$\int_0^1\int_0^1|f(x)+f(y)|\mathrm{d}x\mathrm{d}y\ge\int_0^1|f(x)|\mathrm{d}x$ Suppose $f(x)$ is integrable on $[0,1]$. Prove:
$$\int_0^1\int_0^1|f(x)+f(y)|\mathrm{d}x\mathrm{d}y\ge\int_0^1|f(x)|\mathrm{d}x$$
I think I proved it in its discrete form. (It seems like an Olympic problem)
Is there any better method? Thanks for any help!
 A: In probabilistic terms this inequality says the following: If $X_1$ and $X_2$ are two independent realizations of the real random variable $X$ then
$$E\bigl(|X_1+X_2|\bigr)\geq E\bigl(|X|)\ .\tag{1}$$ If $X$ takes only  values $\geq0$ this is obvious (even with a factor $2$ on the right hand side), but otherwise one might think that there could be so much cancellation that $E\bigl(|X_1+X_2|\bigr)$ is in fact smaller than $E\bigl(|X|)$. I guess that $(1)$ is well known in probability circles.

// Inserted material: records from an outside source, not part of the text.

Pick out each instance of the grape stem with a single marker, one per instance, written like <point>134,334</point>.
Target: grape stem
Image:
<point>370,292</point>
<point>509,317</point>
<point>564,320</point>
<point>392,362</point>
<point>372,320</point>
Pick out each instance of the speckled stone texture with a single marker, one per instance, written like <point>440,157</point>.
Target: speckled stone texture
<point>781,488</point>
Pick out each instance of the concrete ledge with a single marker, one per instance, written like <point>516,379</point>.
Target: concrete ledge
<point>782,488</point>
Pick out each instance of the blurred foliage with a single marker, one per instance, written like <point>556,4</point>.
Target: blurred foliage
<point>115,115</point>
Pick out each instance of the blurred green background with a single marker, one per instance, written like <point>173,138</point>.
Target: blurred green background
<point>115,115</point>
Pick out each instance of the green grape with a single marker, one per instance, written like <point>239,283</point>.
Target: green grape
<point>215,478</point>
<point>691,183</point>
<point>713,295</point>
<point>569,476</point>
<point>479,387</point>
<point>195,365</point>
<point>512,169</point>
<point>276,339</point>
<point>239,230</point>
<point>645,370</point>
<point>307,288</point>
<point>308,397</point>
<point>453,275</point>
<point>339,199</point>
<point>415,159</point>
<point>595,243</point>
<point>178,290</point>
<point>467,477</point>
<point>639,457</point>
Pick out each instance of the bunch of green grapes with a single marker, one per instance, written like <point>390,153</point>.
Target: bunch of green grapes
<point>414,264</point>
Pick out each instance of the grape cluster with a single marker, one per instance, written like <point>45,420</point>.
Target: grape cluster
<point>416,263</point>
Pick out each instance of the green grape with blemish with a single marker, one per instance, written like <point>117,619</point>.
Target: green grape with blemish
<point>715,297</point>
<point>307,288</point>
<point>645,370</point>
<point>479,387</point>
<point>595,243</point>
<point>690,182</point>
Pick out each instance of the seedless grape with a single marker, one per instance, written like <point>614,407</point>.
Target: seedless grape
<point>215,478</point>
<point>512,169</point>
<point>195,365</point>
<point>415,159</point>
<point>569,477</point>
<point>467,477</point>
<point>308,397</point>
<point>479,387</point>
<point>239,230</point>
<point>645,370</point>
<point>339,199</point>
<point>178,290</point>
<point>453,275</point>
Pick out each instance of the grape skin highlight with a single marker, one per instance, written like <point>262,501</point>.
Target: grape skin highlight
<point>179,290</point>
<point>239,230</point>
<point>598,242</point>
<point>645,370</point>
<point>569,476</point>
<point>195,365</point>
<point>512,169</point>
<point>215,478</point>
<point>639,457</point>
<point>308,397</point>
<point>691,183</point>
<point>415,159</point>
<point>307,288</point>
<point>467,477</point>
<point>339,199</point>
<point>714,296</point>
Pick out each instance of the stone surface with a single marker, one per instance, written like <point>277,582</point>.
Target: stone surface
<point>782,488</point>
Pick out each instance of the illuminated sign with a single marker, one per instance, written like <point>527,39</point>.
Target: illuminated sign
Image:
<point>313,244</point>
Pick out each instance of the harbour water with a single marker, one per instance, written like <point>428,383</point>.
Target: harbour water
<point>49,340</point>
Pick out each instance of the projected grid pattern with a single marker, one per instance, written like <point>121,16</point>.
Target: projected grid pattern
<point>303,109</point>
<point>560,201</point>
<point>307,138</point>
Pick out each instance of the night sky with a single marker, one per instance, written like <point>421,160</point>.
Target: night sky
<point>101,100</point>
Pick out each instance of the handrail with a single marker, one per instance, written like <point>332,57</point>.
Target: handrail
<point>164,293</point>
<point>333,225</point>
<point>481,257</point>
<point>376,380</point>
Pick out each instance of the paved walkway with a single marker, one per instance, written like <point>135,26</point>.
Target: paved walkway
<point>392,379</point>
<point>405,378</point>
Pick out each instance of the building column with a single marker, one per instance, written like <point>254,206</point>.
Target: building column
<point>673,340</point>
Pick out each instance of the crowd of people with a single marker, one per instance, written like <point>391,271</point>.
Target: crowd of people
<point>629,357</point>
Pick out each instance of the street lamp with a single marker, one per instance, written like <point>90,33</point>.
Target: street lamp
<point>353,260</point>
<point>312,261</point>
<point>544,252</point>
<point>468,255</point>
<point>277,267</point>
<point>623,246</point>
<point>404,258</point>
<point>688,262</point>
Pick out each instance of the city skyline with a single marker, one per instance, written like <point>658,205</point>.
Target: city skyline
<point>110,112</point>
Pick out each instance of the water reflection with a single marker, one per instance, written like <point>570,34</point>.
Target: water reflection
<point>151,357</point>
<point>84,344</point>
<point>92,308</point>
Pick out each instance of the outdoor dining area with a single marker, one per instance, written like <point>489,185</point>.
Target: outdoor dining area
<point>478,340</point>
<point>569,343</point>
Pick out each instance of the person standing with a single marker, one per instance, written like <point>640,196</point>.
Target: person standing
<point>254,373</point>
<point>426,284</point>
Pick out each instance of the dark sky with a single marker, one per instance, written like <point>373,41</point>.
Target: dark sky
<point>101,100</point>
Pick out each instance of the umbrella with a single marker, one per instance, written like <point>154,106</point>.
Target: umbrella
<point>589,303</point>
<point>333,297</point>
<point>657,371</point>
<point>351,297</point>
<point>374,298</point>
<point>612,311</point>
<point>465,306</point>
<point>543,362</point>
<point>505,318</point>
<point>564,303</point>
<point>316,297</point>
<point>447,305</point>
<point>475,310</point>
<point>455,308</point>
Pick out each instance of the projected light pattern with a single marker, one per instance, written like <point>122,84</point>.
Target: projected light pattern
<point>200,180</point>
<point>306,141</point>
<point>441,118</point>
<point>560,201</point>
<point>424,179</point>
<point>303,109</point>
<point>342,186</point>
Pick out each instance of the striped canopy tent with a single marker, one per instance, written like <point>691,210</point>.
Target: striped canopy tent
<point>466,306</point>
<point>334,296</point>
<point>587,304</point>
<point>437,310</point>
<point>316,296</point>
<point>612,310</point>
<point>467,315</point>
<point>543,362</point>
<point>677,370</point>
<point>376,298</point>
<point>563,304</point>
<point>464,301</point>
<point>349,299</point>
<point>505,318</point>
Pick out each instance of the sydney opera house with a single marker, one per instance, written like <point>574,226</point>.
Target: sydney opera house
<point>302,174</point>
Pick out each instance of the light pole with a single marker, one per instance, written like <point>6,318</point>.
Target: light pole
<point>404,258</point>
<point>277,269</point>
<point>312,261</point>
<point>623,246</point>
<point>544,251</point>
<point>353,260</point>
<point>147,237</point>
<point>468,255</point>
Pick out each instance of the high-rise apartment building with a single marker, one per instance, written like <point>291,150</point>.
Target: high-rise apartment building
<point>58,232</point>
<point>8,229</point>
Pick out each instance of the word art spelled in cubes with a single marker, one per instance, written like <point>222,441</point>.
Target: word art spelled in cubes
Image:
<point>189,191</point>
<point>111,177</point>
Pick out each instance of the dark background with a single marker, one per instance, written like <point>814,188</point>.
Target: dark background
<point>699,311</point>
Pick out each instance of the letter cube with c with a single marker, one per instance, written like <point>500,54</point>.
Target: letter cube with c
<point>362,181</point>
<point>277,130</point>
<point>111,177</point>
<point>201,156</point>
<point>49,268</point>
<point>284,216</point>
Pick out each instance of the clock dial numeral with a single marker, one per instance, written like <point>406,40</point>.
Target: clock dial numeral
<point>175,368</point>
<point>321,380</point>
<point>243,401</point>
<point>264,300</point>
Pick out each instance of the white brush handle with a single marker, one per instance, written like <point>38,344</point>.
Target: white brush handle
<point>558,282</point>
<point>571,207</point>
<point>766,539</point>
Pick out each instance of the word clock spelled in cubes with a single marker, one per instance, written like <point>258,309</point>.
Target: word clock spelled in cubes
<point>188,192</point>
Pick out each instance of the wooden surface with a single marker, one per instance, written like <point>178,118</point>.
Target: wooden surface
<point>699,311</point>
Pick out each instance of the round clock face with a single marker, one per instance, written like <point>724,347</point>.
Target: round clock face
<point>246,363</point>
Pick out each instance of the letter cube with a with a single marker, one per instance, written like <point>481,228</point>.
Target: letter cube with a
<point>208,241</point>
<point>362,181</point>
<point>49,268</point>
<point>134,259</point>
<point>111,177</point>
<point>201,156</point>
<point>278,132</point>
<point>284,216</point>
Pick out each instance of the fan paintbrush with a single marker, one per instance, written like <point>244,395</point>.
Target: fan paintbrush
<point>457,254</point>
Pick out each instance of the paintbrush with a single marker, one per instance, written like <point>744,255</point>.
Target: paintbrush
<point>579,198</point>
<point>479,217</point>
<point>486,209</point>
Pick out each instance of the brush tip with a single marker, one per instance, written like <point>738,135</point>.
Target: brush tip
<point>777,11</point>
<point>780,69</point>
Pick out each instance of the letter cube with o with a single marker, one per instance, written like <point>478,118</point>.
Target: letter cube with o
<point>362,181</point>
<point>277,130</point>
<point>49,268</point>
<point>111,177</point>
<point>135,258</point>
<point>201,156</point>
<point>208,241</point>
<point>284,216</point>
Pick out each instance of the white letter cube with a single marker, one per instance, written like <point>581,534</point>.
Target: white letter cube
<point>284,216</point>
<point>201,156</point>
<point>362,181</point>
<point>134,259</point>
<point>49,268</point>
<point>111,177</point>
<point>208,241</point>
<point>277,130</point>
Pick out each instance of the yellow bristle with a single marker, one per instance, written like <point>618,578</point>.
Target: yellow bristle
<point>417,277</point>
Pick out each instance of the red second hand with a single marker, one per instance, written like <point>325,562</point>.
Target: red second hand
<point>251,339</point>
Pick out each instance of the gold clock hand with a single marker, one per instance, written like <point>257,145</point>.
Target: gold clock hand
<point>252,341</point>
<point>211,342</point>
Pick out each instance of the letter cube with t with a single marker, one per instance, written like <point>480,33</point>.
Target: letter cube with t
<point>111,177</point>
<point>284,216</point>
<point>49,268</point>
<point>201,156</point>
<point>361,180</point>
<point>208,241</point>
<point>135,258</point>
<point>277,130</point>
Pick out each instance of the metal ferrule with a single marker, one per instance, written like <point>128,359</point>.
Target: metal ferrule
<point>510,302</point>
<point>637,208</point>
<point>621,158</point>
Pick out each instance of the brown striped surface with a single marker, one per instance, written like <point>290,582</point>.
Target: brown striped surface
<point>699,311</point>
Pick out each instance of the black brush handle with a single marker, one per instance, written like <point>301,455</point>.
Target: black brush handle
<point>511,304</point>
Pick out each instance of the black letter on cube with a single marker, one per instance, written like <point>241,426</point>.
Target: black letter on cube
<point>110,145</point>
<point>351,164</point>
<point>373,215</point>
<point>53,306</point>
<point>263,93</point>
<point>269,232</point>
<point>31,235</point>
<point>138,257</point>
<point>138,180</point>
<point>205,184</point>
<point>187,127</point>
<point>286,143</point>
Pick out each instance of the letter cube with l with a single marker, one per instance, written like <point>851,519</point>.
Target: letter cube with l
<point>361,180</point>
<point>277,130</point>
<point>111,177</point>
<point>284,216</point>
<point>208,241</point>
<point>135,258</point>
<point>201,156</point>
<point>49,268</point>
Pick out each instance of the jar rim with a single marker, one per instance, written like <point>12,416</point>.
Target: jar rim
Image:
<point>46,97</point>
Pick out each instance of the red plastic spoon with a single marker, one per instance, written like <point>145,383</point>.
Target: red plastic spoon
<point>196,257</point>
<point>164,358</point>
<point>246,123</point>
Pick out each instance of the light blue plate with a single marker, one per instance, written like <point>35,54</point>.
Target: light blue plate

It is enough to prove the stated inequality for a function $f$ that takes only finitely many values $f_i\in{\mathbb R}$ on intervals of length $p_i>0$.  We may assume that ${\rm sgn}(f_i)={\rm sgn}(i)$, and that
$$p:=\sum_{i<0} p_i>0, \quad a:={1\over p}\sum_{i<0} |f_i| p_i>0,\quad q:=\sum_{i\geq0}p_i>0,\quad b:={1\over q}\sum_{i\geq0} f_ip_i>0\ .$$
The quantity
$$U:=\int_{[0,1]^2}\bigl|f(x)+f(y)\bigr|\>{\rm d}(x,y)=\sum_{i, \>k}|f_i+f_k|\>p_i p_k$$
then is a sum of four partial sums that can be dealt with as follows:
$$\sum_{i\geq0, \>k\geq0}|f_i+f_k|\>p_i p_k=\sum_{i\geq0, \>k\geq0}\bigl(f_i+f_k\bigr)\>p_i p_k=2q^2b\ ,$$
and similarly
$$\sum_{i<0, \>k<0}|f_i+f_k|\>p_i p_k=\sum_{i<0, \>k<0}\bigl(|f_i|+|f_k|\bigr)\>p_i p_k=2p^2a\ .$$
For the "unequal sign" sums we make use of the convexity of the functions $\phi_c(x):=|x+c|$. This allows to write
$$\sum_{i\geq0, \>k<0}|f_i+f_k|\>p_i p_k=\sum_{i<0, \>k\geq0}|f_i+f_k|\>p_i p_k\geq p\sum_{k\geq0}|{-a}+f_k| p_k\geq pq|b-a|\ .$$
In all we have proven that
$$U\geq 2q^2 b+2p^2 a+2pq|b-a|\ .$$
On the other hand
$$V:=\int_0^1 |f(x)|dx=\sum_i|f_i| \>p_i=pa+qb \ .$$
By symmetry and linearity we may assume $b\geq a$ and $a=1$, hence $b=1+h$, $h\geq0$. As $q=1-p$ we therefore have to prove that
$$U-V\geq 2(1-p)^2(1+h)+2p^2+2p(1-p)h-\bigl(p+(1-p)(1+h)\bigr)\tag{2}$$ is $\geq0$ for $0\leq p\leq1$. The function
$$\psi(p):=1+h-(4+h)p+4p^2$$
appearing on the right hand side of $(2)$ takes its global minimum on ${\mathbb R}$ at the point $p_*={1\over2}+{h\over8}$. If $h\geq4$ then $p_*\geq1$, hence $\psi$ is decreasing for $0\leq p\leq1$. It follows that in this case $$U-V\geq\psi(1)=1>0\ .$$ If $0\leq h<4$ then
$$U-V\geq \psi(p_*)={h\over2}\left(1-{h\over8}\right)\geq0\ .$$
In particular we have equality in $(1)$ if $X$ assumes the values $\pm1$ with probability ${1\over2}$ each.